Center for Cognition, Donders Institute for Brain, Cognition and Behaviour, Radboud University Nijmegen, PO Box 9104, NL-6500 HE Nijmegen, The Netherlands.

Published: February 2011

Human faces are among the most important visual stimuli that we encounter at all ages. This importance partly stems from the face as a conveyer of information on the emotional state of other individuals. Previous research has demonstrated specific scanning patterns in response to threat-related compared to non-threat-related emotional expressions. This study investigated how visual scanning patterns toward faces which display different emotional expressions develop during infancy. The visual scanning patterns of 4-month-old and 7-month-old infants and adults when looking at threat-related (i.e., angry and fearful) versus non-threat-related (i.e., happy, sad, and neutral) emotional faces were examined.

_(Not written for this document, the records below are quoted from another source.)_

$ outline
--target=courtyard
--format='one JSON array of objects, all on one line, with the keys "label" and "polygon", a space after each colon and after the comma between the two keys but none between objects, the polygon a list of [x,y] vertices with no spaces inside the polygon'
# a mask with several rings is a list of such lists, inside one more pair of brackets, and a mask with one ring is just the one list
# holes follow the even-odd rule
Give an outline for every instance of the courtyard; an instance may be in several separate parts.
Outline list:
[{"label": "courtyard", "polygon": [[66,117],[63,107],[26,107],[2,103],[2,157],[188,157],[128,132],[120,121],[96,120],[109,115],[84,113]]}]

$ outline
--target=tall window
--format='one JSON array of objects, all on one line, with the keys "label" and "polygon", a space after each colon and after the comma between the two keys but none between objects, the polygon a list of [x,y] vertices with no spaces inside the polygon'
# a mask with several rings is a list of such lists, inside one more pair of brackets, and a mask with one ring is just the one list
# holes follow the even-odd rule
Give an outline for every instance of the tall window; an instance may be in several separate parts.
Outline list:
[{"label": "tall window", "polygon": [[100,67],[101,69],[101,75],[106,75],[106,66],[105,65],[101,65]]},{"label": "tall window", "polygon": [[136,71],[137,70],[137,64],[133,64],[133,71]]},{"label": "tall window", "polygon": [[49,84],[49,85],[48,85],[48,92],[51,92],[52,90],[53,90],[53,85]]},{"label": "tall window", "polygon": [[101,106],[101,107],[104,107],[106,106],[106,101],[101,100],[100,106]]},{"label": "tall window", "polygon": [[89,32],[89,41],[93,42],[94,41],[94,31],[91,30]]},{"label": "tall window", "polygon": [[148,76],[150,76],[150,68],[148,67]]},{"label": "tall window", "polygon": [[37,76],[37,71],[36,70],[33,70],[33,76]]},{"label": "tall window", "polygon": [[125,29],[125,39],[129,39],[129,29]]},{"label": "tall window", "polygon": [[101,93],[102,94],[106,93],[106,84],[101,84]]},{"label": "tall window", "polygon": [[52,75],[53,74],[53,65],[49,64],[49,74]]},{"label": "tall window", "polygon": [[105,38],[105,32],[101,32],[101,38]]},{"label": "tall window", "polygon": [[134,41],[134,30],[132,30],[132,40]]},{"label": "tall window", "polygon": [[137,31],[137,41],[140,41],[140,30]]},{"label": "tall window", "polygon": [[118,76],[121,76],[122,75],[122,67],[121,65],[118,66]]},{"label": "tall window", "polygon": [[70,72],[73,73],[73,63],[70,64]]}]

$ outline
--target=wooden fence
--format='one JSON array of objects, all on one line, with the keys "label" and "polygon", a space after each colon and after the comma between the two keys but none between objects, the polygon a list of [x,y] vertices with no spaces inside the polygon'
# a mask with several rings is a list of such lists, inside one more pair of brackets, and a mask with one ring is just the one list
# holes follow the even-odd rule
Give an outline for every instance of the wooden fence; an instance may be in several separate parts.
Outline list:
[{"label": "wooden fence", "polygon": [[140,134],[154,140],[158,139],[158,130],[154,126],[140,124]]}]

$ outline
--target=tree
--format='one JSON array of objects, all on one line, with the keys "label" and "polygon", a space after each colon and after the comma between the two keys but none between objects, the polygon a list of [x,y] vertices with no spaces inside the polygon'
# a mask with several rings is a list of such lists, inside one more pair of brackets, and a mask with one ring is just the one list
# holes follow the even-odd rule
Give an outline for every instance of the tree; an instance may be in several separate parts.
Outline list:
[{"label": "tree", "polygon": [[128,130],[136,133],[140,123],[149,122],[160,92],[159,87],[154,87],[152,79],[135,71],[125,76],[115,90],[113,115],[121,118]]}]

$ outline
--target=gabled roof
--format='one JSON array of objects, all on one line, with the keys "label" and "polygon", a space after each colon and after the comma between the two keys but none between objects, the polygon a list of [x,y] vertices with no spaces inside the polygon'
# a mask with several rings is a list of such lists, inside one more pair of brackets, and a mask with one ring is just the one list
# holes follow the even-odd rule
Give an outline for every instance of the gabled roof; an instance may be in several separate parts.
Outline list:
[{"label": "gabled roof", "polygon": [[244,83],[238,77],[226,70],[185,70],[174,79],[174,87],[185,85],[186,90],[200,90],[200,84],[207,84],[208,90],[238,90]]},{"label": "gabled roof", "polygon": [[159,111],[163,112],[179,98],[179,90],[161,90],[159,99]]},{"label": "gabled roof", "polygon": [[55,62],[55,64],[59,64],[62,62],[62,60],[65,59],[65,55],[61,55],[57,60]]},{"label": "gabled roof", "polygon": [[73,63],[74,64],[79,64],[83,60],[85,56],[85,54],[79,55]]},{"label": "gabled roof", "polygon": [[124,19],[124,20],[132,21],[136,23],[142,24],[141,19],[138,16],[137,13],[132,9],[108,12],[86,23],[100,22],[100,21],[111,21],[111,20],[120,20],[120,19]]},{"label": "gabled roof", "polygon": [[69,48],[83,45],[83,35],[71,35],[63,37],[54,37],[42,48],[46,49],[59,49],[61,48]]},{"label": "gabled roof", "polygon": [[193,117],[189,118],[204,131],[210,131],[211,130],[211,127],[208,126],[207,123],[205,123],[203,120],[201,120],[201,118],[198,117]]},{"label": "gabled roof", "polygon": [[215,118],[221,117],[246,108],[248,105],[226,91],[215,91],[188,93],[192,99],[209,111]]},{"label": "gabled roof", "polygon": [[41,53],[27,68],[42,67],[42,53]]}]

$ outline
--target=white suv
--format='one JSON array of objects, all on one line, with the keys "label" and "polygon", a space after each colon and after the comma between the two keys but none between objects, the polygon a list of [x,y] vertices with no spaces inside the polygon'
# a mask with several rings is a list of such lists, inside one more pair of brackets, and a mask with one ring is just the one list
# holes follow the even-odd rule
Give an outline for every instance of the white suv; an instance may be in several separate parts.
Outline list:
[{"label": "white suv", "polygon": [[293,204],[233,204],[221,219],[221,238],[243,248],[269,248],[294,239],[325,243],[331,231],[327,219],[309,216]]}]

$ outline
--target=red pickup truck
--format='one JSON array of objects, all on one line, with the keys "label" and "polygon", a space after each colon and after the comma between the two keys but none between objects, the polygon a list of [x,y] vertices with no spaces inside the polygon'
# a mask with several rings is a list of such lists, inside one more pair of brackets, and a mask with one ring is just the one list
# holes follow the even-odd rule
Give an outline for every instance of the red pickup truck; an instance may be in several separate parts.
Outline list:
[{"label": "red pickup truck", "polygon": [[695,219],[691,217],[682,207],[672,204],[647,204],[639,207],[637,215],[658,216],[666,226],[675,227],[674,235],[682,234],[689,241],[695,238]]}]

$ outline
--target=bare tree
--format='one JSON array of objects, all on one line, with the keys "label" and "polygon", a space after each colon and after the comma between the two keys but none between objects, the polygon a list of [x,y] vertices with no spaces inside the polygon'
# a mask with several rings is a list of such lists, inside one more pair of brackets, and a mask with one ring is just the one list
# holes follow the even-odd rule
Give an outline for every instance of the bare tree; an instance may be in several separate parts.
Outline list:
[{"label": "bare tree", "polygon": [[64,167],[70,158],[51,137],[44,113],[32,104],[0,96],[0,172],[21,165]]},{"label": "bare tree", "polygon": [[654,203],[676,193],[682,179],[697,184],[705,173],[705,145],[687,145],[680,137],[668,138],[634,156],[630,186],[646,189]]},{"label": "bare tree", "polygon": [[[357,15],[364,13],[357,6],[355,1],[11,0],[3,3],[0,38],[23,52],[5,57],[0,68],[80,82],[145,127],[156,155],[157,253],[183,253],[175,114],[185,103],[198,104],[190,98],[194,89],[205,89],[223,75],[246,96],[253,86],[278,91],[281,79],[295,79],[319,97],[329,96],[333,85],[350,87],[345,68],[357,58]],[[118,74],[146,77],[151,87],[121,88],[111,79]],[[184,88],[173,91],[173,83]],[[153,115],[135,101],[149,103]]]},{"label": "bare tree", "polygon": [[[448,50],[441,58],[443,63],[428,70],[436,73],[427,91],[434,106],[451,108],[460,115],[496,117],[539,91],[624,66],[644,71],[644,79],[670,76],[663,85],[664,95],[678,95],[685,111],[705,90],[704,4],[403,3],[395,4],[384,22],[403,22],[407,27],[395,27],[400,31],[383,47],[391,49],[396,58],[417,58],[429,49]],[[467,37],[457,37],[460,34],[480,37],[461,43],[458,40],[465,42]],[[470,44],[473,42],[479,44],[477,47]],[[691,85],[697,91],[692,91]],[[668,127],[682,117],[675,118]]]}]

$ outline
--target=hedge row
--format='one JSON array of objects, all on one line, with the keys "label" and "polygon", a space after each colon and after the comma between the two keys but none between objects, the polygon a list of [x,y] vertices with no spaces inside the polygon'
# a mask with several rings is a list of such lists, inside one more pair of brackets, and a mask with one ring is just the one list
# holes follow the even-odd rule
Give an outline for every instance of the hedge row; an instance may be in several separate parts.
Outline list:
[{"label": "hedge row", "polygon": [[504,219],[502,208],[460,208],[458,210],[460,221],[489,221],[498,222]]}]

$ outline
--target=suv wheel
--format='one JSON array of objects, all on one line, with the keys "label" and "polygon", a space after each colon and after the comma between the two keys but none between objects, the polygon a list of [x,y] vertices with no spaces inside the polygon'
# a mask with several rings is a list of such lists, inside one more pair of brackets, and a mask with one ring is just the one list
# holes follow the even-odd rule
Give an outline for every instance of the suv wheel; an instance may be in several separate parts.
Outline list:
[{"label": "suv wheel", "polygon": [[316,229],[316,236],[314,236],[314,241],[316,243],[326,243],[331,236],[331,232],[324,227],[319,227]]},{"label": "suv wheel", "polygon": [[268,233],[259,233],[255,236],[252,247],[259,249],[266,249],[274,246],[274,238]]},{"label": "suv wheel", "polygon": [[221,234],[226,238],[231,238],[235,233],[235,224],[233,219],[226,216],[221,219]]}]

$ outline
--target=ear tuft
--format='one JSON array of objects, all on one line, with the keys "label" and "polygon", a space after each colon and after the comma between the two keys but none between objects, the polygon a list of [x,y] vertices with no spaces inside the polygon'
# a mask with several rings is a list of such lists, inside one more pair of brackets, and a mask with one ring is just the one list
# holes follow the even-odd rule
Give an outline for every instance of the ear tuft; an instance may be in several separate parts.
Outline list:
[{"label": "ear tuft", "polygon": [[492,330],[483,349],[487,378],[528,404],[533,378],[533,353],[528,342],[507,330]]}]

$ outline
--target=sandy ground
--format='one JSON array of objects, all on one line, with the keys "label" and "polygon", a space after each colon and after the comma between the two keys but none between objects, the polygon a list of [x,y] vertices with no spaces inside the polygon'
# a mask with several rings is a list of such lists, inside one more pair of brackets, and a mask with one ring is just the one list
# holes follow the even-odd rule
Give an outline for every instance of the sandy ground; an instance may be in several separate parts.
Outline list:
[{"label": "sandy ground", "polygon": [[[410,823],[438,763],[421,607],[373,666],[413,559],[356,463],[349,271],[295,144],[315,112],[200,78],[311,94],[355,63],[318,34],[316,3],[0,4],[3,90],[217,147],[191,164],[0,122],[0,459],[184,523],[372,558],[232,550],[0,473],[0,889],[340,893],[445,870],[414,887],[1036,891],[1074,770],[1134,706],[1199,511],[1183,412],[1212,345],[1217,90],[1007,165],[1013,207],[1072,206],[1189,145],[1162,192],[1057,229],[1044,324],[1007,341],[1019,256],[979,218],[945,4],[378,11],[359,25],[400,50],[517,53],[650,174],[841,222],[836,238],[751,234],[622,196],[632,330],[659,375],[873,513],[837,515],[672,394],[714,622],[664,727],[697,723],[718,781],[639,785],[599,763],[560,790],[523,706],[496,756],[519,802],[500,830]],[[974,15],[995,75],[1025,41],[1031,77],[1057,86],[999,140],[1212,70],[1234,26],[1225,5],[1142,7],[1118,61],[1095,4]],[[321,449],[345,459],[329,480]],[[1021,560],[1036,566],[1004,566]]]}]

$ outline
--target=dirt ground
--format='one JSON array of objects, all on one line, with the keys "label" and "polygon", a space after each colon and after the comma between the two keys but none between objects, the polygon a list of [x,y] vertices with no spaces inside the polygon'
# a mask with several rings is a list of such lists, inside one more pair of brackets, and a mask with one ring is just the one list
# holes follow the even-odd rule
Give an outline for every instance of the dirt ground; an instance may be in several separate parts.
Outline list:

We found that infants as well as adults displayed an avoidant looking pattern in response to threat-related emotional expressions with reduced dwell times and relatively less fixations to the inner features of the face. In addition, adults showed a pattern of eye contact avoidance when looking at threat-related emotional expressions that was not yet present in infants. Thus, whereas a general avoidant reaction to threat-related facial expressions appears to be present from very early in life, the avoidance of eye contact might be a learned response toward others' anger and fear that emerges later during development.